Treating all children equally

Notre Dame High is the only council-run school in Scotland where children are refused entry because of their gender.

Both girls and boys are impacted. This is because girls have no right to local co-education at Notre Dame High.

Likewise boys are excluded from their local catchment school and cannot choose Notre Dame High.

Getting It Right For Every Child

The Scottish Government promotes Getting It Right For Every Child (GIRFEC). One of the key principles is Inclusion. Children should be able to attend their local school and play an active part in the community where they live and learn.

The GIRFEC well-being wheel

What is the benefit of gender segregation in schools?

It is 2019. Girls are no longer disadvantaged in UK education. In fact, girls now outperform boys academically at all levels. In 2016, 35% more girls went to university than boys. That gap continues to widen. A girl born in 2016 is 75% more likely to go to university than a boy.

Decades of research has found no academic advantage to single sex schooling. However, there is evidence that gender segregation increases gender stereotyping and entrenches sexist attitudes.

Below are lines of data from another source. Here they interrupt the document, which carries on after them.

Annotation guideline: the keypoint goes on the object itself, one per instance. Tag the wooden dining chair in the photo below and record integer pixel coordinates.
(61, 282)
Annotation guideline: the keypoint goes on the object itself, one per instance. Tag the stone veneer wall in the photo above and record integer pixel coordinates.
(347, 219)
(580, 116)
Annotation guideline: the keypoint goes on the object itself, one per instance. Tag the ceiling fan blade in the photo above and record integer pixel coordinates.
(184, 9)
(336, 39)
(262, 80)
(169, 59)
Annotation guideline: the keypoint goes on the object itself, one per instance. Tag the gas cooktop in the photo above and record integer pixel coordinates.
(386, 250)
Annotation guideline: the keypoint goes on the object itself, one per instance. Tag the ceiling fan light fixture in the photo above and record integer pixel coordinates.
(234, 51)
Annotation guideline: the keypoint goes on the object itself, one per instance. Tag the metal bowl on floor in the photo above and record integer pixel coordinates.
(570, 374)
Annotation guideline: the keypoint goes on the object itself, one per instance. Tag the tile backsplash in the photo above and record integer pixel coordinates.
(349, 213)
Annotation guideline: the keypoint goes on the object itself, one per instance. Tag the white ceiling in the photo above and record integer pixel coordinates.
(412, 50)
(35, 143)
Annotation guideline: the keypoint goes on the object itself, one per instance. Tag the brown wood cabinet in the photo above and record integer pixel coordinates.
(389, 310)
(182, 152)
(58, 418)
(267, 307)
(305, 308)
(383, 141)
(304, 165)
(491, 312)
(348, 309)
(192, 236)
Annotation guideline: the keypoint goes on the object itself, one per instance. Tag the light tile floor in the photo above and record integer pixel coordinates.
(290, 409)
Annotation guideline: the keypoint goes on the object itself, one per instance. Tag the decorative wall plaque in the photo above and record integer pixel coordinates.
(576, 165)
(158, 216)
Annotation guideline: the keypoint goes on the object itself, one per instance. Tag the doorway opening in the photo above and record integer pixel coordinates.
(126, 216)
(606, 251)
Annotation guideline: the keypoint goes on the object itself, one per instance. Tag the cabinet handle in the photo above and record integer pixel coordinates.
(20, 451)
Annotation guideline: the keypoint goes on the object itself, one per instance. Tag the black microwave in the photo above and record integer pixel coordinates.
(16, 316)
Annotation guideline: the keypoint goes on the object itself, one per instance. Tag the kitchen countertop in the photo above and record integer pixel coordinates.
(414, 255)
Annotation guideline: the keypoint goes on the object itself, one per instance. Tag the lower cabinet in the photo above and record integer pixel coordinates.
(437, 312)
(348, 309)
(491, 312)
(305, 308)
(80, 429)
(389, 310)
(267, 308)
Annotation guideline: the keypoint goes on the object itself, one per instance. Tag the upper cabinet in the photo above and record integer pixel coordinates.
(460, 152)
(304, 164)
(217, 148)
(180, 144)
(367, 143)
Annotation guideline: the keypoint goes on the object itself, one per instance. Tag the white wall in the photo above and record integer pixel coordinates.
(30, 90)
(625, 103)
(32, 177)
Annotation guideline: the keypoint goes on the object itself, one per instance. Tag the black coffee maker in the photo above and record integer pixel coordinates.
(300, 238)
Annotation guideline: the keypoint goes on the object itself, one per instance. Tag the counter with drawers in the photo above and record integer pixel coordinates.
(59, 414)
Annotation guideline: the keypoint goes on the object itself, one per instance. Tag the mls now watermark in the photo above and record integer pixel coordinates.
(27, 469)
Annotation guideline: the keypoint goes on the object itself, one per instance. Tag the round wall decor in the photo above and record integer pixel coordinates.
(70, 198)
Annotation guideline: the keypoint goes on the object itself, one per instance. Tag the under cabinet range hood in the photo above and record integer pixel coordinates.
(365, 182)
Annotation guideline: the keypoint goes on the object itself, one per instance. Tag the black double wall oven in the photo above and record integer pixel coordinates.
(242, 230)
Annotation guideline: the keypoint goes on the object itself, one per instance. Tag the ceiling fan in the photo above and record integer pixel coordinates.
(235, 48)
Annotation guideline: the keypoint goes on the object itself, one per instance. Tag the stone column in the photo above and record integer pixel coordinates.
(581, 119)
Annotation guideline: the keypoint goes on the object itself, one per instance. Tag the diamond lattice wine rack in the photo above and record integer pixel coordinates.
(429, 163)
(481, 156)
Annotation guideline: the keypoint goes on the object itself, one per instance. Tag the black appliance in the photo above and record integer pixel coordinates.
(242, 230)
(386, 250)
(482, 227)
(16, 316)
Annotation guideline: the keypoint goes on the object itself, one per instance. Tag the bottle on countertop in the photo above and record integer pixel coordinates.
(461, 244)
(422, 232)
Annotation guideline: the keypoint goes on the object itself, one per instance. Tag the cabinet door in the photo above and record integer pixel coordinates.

Recent discoveries in Neuroscience have debunked the myth that girls and boys learn differently. Therefore, boys and girls need not be taught separately.

A state funded girls-only school is no longer justified. This is a local school that excludes half the children in its catchment area simply because of their gender.

Co-education fosters co-operation and understanding between the sexes. It allows boys and girls to learn together. It prepares girls and boys for the realities of life.

Children who learn together learn to live together.

How can boys and girls converse in single sex education? How can they make informed decisions about consent? What about body image, gender identity and toxic masculinity? How do girls and boys address these subjects when boys are not present?

Only by treating all our children equally do we teach them true gender equality.